Segmentation of kidney stones in endoscopic video feeds
This work addresses the need for automated stone treatment in urology, but it is incremental as it applies existing methods to a new medical dataset.
The researchers tackled the problem of segmenting kidney stones in endoscopic video feeds by adapting and analyzing three deep learning models, achieving over 90% accuracy and real-time performance at 30 frames per second.

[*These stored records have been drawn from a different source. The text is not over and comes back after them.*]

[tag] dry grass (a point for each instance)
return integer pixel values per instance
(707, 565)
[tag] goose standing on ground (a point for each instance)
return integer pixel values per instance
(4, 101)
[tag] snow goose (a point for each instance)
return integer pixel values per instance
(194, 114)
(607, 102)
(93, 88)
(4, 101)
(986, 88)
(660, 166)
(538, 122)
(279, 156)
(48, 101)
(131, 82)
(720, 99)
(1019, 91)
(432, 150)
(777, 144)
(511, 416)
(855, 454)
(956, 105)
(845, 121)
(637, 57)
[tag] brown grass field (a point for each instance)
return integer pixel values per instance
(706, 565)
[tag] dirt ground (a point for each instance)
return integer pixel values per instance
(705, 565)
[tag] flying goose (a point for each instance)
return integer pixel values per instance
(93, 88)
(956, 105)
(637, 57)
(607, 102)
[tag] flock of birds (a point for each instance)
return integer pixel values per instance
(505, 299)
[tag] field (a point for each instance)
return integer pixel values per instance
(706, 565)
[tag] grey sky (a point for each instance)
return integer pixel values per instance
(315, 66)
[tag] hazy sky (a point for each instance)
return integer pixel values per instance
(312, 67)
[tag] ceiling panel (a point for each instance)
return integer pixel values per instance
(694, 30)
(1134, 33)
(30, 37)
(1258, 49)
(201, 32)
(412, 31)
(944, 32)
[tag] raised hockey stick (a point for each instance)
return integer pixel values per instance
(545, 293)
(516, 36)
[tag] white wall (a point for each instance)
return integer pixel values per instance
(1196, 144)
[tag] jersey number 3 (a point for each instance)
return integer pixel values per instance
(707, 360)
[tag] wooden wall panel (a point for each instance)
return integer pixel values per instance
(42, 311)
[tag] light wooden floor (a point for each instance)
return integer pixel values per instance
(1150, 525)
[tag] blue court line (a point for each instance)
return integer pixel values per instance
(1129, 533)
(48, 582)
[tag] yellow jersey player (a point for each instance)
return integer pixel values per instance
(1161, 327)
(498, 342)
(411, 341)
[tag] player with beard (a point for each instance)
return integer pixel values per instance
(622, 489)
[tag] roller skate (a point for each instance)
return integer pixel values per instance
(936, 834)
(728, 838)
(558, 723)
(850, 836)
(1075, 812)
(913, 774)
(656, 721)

Image segmentation has been increasingly applied in medical settings as recent developments have skyrocketed the potential applications of deep learning. Urology, specifically, is one field of medicine that is primed for the adoption of a real-time image segmentation system with the long-term aim of automating endoscopic stone treatment. In this project, we explored supervised deep learning models to annotate kidney stones in surgical endoscopic video feeds. In this paper, we describe how we built a dataset from the raw videos and how we developed a pipeline to automate as much of the process as possible. For the segmentation task, we adapted and analyzed three baseline deep learning models -- U-Net, U-Net++, and DenseNet -- to predict annotations on the frames of the endoscopic videos with the highest accuracy above 90\%. To show clinical potential for real-time use, we also confirmed that our best trained model can accurately annotate new videos at 30 frames per second. Our results demonstrate that the proposed method justifies continued development and study of image segmentation to annotate ureteroscopic video feeds.